CA or Chartered Accountant is considered to be one of the toughest professional courses of the country and there is a very high and tough competition for the students.Every year, the number of students pursuing chartered accountancy has been increasing. But the passing percentage of the students in this examination is quite low, thus making it tough to crack.

First of all, it is OKAY to be stressful before a CA Final exam. We all are, but a few people, the experience can be different. Absence of focus, very fast heart rate, nausea, headache, and shallow breathing – the entire these are signs of exam stress.A bad area to be mentally, but like we said earlier, how can we cope with all this and come out better?

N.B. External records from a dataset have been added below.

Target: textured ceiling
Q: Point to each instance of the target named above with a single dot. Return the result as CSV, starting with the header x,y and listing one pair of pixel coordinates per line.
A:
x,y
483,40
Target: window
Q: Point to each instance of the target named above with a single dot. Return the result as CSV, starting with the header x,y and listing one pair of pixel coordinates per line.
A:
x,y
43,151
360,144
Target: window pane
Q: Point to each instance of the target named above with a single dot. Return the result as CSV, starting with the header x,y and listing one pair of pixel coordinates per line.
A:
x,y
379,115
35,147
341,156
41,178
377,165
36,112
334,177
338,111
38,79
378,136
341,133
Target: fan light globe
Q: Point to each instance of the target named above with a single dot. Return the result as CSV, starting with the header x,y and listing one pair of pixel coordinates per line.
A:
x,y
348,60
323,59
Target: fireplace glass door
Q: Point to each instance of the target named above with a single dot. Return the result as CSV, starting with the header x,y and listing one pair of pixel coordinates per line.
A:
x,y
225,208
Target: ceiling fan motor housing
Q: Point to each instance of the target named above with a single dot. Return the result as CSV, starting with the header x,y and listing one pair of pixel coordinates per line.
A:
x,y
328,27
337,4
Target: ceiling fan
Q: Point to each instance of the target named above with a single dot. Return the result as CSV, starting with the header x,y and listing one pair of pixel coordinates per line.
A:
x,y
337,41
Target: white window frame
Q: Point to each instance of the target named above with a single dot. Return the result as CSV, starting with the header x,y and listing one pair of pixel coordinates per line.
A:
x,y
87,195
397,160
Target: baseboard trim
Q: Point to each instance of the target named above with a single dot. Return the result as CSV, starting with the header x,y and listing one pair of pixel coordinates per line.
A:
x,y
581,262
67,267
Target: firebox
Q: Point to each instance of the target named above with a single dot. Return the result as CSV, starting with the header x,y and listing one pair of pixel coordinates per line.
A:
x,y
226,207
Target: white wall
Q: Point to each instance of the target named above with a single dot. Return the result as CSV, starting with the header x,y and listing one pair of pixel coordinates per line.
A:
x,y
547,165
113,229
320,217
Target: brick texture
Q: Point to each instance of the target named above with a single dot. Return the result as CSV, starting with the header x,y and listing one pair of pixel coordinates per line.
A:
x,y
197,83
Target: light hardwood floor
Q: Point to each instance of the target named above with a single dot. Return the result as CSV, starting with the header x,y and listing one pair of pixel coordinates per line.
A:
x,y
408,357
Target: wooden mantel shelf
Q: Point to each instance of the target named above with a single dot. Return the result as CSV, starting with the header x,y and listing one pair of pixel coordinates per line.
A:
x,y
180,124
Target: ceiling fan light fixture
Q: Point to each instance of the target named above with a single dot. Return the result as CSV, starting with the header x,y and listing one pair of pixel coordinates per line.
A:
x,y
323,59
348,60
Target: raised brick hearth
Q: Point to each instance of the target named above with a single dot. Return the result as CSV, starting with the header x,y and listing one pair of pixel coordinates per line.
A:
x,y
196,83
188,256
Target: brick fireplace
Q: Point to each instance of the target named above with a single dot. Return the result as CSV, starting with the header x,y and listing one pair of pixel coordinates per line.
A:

  • Creating a specific study plan is an excellent strategy to deal with exam stress and anxiety. A well-structured study plan will help you become more organized, productive, and motivated, reducing tension and worry and allowing you to take control of the issue.

           With CA Exam Series, you can get a specific customized study planner just for you. The study planner provides the time, date and topic to study or revise. It is so             efficient as it even provides a buffer of 3 days to study the topics that you may have missed.

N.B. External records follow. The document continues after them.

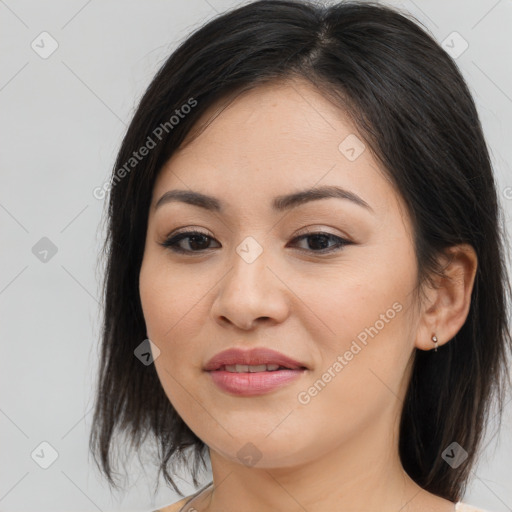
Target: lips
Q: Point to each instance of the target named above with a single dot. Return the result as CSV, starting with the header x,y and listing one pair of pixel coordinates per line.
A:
x,y
252,357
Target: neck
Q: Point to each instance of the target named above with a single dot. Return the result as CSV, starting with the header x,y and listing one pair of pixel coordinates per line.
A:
x,y
363,473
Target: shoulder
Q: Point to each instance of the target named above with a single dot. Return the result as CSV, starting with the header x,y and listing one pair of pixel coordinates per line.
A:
x,y
175,507
464,507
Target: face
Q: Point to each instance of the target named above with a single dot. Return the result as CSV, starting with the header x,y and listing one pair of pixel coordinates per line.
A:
x,y
340,302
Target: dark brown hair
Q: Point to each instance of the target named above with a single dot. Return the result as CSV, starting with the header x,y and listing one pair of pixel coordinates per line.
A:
x,y
413,108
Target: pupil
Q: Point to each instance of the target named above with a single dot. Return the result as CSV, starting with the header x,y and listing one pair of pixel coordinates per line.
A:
x,y
192,238
316,238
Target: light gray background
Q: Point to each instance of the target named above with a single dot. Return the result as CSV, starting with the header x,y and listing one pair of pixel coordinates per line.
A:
x,y
62,121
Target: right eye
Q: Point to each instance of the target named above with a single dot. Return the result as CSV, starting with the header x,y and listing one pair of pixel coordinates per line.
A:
x,y
197,240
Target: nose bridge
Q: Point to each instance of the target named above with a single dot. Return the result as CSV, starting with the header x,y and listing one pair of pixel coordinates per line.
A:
x,y
249,265
250,290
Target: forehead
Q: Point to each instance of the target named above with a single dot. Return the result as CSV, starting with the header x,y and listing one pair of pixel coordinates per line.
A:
x,y
272,140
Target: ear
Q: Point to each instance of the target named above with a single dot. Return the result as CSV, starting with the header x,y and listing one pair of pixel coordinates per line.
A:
x,y
446,306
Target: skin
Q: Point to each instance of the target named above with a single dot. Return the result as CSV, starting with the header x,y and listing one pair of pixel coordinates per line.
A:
x,y
340,450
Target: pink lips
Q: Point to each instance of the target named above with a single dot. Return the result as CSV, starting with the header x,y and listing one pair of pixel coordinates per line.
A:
x,y
253,383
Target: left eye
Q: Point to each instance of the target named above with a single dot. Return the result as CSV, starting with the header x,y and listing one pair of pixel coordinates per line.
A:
x,y
198,242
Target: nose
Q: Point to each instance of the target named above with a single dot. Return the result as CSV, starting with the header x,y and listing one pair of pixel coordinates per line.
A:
x,y
250,293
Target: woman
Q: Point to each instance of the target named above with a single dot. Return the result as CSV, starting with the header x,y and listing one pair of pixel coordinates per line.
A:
x,y
305,272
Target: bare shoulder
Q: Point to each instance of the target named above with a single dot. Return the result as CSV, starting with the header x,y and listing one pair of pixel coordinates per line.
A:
x,y
175,507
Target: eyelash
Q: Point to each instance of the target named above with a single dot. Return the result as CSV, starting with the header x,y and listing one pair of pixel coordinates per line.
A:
x,y
171,242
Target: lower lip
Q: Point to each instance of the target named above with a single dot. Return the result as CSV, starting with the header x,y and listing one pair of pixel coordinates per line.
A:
x,y
251,384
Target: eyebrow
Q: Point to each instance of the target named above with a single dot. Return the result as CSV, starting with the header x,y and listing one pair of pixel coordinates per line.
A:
x,y
280,203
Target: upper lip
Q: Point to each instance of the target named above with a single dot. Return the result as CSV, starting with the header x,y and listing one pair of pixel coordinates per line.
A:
x,y
254,356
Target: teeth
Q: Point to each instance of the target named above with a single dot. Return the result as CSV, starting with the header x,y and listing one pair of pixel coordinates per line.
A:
x,y
245,368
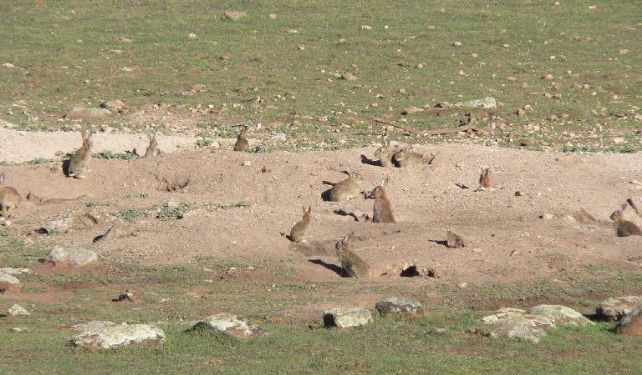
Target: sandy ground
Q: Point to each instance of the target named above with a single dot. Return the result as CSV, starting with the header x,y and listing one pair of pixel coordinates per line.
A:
x,y
505,237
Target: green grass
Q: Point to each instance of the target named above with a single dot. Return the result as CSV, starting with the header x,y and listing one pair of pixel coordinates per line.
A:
x,y
255,70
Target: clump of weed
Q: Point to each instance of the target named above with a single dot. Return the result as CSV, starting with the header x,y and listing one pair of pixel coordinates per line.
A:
x,y
116,155
131,214
172,212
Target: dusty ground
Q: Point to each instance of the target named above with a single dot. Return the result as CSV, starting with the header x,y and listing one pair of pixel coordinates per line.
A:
x,y
506,239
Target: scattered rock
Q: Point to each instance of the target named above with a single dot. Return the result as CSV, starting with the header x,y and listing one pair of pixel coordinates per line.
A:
x,y
82,113
411,110
584,216
348,77
61,225
17,310
234,15
487,102
9,283
279,137
115,106
345,317
454,240
199,87
128,296
229,324
515,323
631,323
547,216
14,271
399,306
616,308
109,335
561,315
74,256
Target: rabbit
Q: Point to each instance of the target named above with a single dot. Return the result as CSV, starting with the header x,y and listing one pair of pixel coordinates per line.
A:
x,y
382,212
152,149
79,163
297,234
346,189
351,264
241,141
484,179
406,157
9,200
627,220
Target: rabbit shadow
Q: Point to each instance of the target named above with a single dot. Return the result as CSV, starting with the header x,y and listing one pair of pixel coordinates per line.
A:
x,y
368,161
65,167
332,267
440,242
325,196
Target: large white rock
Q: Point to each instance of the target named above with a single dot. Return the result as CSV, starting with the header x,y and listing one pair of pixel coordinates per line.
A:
x,y
229,324
109,335
8,282
561,315
75,256
17,310
344,317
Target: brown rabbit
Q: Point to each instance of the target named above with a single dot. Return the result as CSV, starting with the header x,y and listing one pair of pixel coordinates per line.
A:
x,y
484,179
346,189
627,220
9,200
152,149
79,163
297,234
351,264
382,212
241,141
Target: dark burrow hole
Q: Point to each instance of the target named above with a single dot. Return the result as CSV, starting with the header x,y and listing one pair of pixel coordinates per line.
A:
x,y
410,271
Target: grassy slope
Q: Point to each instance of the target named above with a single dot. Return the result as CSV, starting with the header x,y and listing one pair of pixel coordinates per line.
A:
x,y
263,60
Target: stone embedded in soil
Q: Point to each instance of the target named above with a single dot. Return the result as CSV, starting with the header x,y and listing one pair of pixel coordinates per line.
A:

  • Eliminate extraneous sources of anxiety such as how to get to the exam room by figuring that out in advance.Think about what commonly distracts you during exams (e.g.: frequent clock-watching, noise from other students etc.) and develop strategies in advance for dealing with these distractions.

           Get as much rest as possible the night before the exam.Wear a watch to monitor your time.Only go to the exam room a few minutes early to avoid encountering               anxious people.

  • Sleeping well is crucial, especially during exams. The advantage of having proper sleep is often underestimated. However, studies and scientific experiments have proven that sleep helps your brain absorb more knowledge and remember information for longer periods of time. Moreover, a good night’s sleep can help you concentrate better and reduce stress.
  • Without any doubt, music can be really therapeutic. Many students actually use music to concentrate better while studying. You can also use music as a stress buster.
  • Work when you are most alert. We all have slightly different body clocks – are you a night owl or a dawn lark? Everyone has different revision styles – maybe you like to sit at a tidy library desk or under the duvet with your laptop.Wherever you feel calm and in control is the best place for dealing with exam stress.
  • According to psychologists, we can only concentrate correctly for around 45 minutes at a time, whereas neuroscientists claim that the longer we try to focus on one issue, the less successful our brains become at dealing with it.

           Take breaks to keep yourself energized. Instead of cramming in additional revision or worrying about how to deal with exam stress, it could be better to do                   something completely different.

  • Exercising is probably one of the best ways of dealing with exam stress. Anything from walking the dog to going for a swim, run or bike ride helps reduce the physical tension that can lead to aches and pains and releases natural feel-good brain chemicals.

           If you can’t get motivated, rope in friends – it’s much harder to make excuses.